Daffodils In Gardiner
By Fred Gerty
The New York Botanical Garden planted 150,000 daffodils last fall, a start in their plans to celebrate their 125th anniversary. Ultimately, the garden intends to plant one million daffodils. An announcement stated, “Nothing quite captures the feeling of the coming of spring like a hillside blanketed with yellow and white blooms, each flower signaling a return to longer days and warm nights.” William Wordsworth Longfellow knew this, too, and his poem reflects his delight:
“…my heart with pleasure fills,
And dances with the daffodils.”
How about you? Planted any daffodils lately? If not, why not? They do very well in Gardiner, and are a sure sign that warmer days are on the way. Daffodils may be planted “Brown or Green.” Brown is the usual condition of bulbs widely available and put in the ground in October or November. But daffodils retain their foliage until well into June, or even July, and could be lifted, divided, and planted then, too, when they are “Green.” In fact, if adding additional daffodils to a location, planting green is probably the way to go.
If you have daffodils in your yard this spring, take a look at them. Are there clumps of long, skinny leaves, and no or few flowers? Daffodils bloom prolifically for years, but eventually, through below ground subdivision, become so crowded that no flowers appear. Time to dig them up, and re-plant them “Green.”
Years ago my gardens started out with a few dozen bulbs, both yellow and white. Eventually, their blooms were disappointing, so I began the process of digging and dividing them. It’s hard work.
First, fill a bucket half way with water, gather your gloves and a stout spade or shovel.
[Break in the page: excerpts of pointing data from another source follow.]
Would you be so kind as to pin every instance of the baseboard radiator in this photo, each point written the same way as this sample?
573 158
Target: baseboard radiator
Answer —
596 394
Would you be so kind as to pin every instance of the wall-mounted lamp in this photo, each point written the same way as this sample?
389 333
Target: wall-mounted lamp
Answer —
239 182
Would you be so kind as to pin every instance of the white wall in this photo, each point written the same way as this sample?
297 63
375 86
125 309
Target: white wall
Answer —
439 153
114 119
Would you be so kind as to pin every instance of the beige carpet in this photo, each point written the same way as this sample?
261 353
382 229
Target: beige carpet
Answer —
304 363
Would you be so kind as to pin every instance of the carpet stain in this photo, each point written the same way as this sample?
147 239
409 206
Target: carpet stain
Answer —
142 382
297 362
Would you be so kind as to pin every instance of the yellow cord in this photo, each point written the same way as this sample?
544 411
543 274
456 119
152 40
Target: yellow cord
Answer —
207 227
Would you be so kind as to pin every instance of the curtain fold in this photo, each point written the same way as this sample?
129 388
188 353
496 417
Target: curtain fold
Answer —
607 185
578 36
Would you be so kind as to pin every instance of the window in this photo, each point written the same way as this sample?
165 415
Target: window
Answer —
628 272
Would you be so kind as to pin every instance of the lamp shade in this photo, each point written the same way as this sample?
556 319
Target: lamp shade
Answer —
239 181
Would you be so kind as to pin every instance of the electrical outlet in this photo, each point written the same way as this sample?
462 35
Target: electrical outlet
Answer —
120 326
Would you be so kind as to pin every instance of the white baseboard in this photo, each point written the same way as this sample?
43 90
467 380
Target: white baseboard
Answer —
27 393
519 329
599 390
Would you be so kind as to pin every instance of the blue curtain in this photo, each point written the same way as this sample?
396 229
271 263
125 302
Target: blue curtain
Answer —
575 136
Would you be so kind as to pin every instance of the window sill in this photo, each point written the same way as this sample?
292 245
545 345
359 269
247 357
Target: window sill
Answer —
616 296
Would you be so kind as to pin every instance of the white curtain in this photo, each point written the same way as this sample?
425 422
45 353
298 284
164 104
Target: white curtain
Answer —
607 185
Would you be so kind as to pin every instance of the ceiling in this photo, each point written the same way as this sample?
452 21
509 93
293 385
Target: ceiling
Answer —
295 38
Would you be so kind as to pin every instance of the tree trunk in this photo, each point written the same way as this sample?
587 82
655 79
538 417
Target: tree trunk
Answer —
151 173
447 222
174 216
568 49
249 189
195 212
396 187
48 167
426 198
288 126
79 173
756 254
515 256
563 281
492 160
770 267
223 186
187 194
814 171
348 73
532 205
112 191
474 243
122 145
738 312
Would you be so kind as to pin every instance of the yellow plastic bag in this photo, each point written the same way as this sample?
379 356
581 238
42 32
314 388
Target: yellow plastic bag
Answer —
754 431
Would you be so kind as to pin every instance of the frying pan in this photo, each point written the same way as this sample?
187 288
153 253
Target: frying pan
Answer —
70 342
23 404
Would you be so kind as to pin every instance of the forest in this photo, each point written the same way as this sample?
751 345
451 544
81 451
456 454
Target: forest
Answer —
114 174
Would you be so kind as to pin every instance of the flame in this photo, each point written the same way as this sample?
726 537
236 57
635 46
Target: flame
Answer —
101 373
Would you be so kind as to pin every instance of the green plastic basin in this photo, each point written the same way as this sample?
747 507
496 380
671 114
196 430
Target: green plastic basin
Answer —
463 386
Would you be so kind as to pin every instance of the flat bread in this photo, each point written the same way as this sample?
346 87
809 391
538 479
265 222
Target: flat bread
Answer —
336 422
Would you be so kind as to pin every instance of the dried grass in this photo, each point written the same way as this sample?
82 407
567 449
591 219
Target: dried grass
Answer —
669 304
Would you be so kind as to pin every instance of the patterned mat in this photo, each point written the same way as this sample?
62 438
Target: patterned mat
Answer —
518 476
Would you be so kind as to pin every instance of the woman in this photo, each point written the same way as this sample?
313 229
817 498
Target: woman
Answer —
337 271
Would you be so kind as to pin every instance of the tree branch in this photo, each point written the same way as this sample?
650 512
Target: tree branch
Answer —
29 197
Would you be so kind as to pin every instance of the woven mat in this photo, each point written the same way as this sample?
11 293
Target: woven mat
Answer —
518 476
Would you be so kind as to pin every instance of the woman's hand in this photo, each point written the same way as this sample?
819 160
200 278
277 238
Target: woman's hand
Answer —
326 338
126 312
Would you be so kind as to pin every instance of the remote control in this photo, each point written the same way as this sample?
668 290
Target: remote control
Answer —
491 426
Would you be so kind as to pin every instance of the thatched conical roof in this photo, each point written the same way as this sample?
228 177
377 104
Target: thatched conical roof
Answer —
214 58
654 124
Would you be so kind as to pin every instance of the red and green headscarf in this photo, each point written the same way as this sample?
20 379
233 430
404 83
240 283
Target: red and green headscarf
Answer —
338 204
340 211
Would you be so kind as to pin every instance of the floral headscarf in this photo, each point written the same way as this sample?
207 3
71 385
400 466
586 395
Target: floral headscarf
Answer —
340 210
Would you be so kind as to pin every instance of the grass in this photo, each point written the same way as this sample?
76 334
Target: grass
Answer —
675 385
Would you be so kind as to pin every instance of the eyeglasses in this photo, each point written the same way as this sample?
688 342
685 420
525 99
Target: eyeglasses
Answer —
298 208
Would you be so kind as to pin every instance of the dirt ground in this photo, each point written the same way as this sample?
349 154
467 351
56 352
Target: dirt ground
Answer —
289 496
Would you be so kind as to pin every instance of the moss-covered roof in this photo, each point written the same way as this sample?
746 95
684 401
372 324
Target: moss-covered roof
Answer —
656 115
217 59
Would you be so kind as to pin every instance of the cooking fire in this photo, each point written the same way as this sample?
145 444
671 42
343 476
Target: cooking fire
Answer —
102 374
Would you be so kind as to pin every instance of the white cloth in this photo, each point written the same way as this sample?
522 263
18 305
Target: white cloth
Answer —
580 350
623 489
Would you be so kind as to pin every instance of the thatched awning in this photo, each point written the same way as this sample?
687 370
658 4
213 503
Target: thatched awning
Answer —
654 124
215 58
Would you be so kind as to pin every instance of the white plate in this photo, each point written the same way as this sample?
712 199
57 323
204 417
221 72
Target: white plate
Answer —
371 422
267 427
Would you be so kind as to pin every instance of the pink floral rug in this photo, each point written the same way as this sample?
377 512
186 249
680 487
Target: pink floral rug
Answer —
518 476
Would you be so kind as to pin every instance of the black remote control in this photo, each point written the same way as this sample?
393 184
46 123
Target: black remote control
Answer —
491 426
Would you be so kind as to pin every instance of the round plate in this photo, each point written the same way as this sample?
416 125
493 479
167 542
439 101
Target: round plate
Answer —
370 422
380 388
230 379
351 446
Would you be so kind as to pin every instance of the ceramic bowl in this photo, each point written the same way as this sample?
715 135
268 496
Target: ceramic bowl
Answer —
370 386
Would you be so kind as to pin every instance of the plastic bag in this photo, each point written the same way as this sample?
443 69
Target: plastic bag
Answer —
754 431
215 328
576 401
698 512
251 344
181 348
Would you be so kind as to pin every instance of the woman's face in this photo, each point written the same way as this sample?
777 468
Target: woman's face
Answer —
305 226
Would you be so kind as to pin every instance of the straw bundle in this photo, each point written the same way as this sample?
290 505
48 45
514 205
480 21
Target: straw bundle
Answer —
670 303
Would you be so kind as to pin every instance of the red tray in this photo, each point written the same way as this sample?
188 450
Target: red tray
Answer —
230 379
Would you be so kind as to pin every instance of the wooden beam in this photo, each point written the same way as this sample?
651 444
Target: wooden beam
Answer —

Sink the shovel into the ground about an inch away from the green leaves of the clump and work around it. Tilt the shovel back, and a huge bunch of bulbs will appear, all stuck together. Separate them into individual bulbs, and plop them into the pail with the water. Don’t be surprised when all the leaf stalks wilt and flop over; that’s normal.
Then go to wherever you want to establish some more daffodils. With the spade or shovel, dig a slit in the soil and drop in one bulb with the leaves attached. You’ll probably find a variety of bulb sizes, small to large. Doesn’t matter, plant them all. The larger bulbs may bloom the next spring, the smaller ones in a year or two. Spacing can be as you wish, but at least a foot apart is normal.
The advantage of planting daffodils green in the spring is that you can see exactly where they went. While planting in the fall, I’ve more than once sliced a buried bulb in two, not knowing it was there. Spring planting avoids this dilemma, and lets you see how the planting bed will look in future years, be it long, winding, circular, or curving.
So, lots of holes to dig, lots of bending and stomping the soil back. Nice if you have a friend, child, or spouse to help. You dig; they drop the bulb in the hole. You can spread out the work over days, or even weeks. As long as the leaves are green, you can lift them and move them. The reward will be many more daffodils in full flower for many springs to come.
You can see the result of my efforts along the west side of Albany Post Road, just south of Cooks Lane. The hundreds in bloom there came from just a few dozen, divided and replanted over the years.